The conversion is not defined by the C standard, and, even if it were, code in f that assigned to it via the void ** type would not be defined by the C standard.
C 2018 6.3.2.3 7 says a pointer to an object type may be converted to a pointer to a different object type. This covers (void **) &p, since &p is a pointer to the object p, and void ** is a pointer to the object type void *. However, this paragraph only tells us the conversion may be performed. It does not full define what the result is. It says:
“If the resulting pointer is not correctly aligned for the referenced type, the behavior is undefined.” This is generally not a problem; in common C implementations, the alignment requirements of void * and struct A * will be the same, and this is easily checked.
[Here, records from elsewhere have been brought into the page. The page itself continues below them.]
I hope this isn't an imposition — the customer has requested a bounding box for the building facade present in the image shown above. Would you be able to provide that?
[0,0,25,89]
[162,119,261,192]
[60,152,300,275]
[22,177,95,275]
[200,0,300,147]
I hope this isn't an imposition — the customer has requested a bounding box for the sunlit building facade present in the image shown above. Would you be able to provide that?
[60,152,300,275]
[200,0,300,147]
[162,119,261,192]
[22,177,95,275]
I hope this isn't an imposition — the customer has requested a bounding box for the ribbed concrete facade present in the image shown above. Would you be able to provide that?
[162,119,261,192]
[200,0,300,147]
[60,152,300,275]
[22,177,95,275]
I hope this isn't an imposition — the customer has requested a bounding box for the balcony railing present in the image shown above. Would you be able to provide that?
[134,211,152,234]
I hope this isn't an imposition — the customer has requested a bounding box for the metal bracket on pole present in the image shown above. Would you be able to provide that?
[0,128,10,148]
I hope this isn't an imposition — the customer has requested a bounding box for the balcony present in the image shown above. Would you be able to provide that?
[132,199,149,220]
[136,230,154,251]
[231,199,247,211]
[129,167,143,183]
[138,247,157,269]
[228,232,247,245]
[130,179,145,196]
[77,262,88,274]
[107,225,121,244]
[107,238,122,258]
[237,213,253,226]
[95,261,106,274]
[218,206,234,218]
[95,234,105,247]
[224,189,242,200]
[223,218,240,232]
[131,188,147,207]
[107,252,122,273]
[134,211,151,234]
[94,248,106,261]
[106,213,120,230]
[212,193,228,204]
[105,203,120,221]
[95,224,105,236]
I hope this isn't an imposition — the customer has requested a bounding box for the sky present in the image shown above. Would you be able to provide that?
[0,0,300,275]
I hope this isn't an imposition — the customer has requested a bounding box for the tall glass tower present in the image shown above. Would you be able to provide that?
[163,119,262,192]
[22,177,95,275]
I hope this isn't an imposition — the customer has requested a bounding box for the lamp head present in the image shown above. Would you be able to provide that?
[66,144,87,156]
“Otherwise, when converted back again, the result shall compare equal to the original pointer.” This is all the paragraph tells us about the result of the conversion: It is a pointer you can convert back to struct A * to get the original pointer or its equivalent. It does not tell us the pointer can be used for anything else while it is in the void ** type.
“When a pointer to an object is converted to a pointer to a character type,…” This part of the paragraph does not apply, since we are not converting to a pointer to a character type.
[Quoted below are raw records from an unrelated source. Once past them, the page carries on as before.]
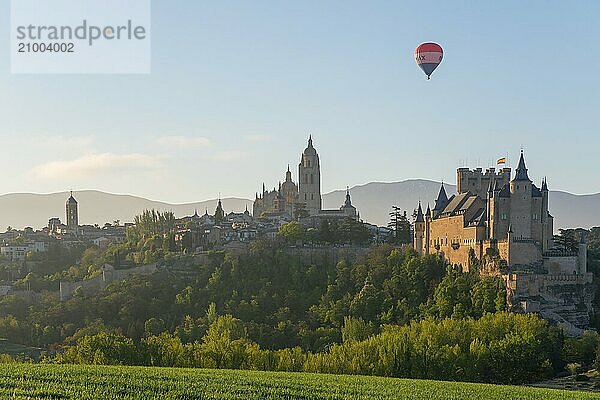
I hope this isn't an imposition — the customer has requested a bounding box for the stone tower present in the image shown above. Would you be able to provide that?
[414,202,426,255]
[298,136,322,215]
[66,192,79,229]
[215,197,225,224]
[510,151,533,239]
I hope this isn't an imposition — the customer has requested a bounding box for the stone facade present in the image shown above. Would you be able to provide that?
[414,152,593,334]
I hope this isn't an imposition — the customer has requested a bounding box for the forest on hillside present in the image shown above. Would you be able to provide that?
[0,216,600,383]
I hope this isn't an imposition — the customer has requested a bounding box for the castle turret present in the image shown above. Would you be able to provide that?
[540,178,554,252]
[215,198,225,224]
[510,150,534,239]
[424,204,431,254]
[298,136,322,215]
[433,183,448,218]
[577,231,587,274]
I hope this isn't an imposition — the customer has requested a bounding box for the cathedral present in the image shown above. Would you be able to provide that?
[252,136,358,220]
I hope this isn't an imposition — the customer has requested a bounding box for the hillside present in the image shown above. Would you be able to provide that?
[0,364,598,400]
[0,179,600,229]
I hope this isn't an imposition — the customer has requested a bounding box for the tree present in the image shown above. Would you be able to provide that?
[279,221,304,243]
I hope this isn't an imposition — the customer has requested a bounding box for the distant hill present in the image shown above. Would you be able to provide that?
[0,190,252,230]
[0,179,600,230]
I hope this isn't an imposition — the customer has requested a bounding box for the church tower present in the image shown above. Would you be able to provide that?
[66,192,79,229]
[298,136,322,215]
[413,201,426,255]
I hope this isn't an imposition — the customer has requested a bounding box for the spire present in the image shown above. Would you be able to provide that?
[433,182,448,216]
[514,150,529,181]
[494,180,500,192]
[67,190,77,204]
[344,186,352,207]
[415,202,425,222]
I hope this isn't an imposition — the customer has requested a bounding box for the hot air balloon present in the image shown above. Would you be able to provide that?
[415,43,444,79]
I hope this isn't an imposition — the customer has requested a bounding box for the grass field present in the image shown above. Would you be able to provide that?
[0,364,600,400]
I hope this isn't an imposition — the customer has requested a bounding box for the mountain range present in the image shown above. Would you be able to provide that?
[0,179,600,229]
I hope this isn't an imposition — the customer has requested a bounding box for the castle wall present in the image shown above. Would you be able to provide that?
[544,256,579,275]
[428,215,485,270]
[507,238,542,265]
[456,168,510,199]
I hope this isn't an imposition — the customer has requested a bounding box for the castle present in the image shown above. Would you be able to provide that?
[413,151,592,333]
[252,136,359,224]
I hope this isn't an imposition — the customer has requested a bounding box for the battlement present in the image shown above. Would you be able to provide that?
[456,167,511,198]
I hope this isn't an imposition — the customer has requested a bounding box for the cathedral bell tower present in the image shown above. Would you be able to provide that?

So, suppose the function f has some code that uses its parameter x like this:
*x = malloc(…);
Because the standard did not define what will happen if x is used as a void ** for any purpose other than converting it back to struct A *, we do not know what *x will do.
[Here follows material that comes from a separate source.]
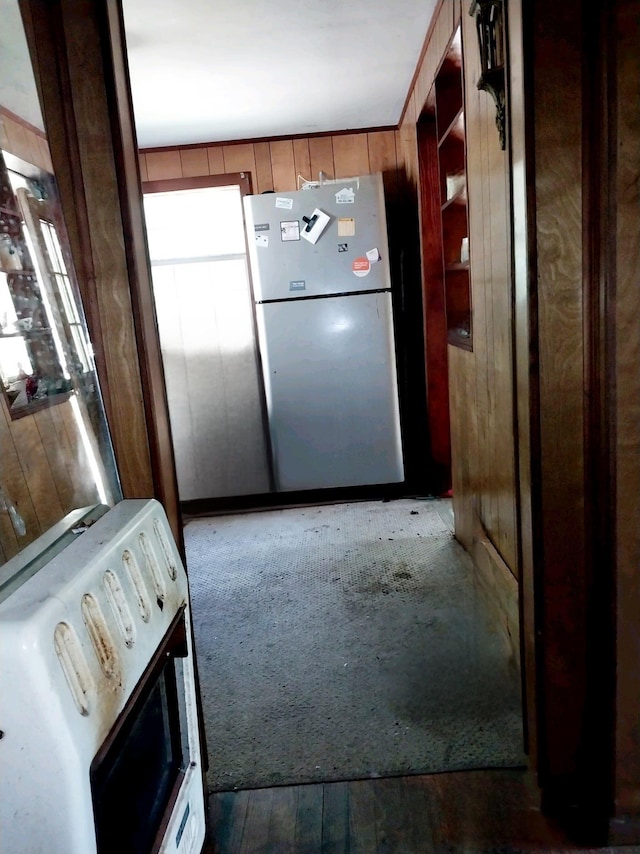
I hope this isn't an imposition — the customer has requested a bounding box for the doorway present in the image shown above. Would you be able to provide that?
[143,175,270,502]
A typical expectation is that *x will access the same memory p is in, but it will access it as a void * instead of as a struct A *. A technical problem here is that the C standard does not guarantee that a void * is represented in memory in the same way that a struct A * is represented in memory. As far as the standard is concerned, void * could use eight bytes while struct A * uses four bytes, or void * could use a flat byte address while struct A * uses a segment-and-offset address scheme. However, as with alignment, in common C implementations, different types of pointers have the same representation in memory, and this can be checked.
But then we arrive at the aliasing rule. Even if void * and struct A * have the same representation in memory, C 2018 6.5 7 says:
An object shall have its stored value accessed only by an lvalue expression that has one of the following types:
— a type compatible with the effective type of the object,
…
The list continues with several other categories of types, and none of them match the struct A * type of p. That is, this paragraph in the standard tells us the object p shall have its stored value accessed (“accessed” in the C standard includes both reading and writing) only by an expression that has one of the listed types. The expression used to access p in *x = malloc(…); is *x, and its type is void *, and void * is not compatible with struct A *, and void * is also not any of the other types listed in the paragraph.
So the code *x = malloc(…); breaks that rule. Violating a “shall” rule means the behavior of the code is not defined by the C standard.
Some compilers support breaking this rule, when a switch is used to ask them to support aliasing objects through different types. Using such a switch prevents some optimizations by the compiler. In particular, given two pointers x and y that point to different types not matching the aliasing rule, then compiler may assume they point to different objects, so it can reorder accesses to *x and *y in whatever way is efficient because a store to one cannot change the value in the other.
So, if you verify that void * and struct A * have the same representation and alignment requirement and that your compiler supports aliasing, then the behavior will be defined for the specific C implementation you check. However, it is not defined by the C standard generally.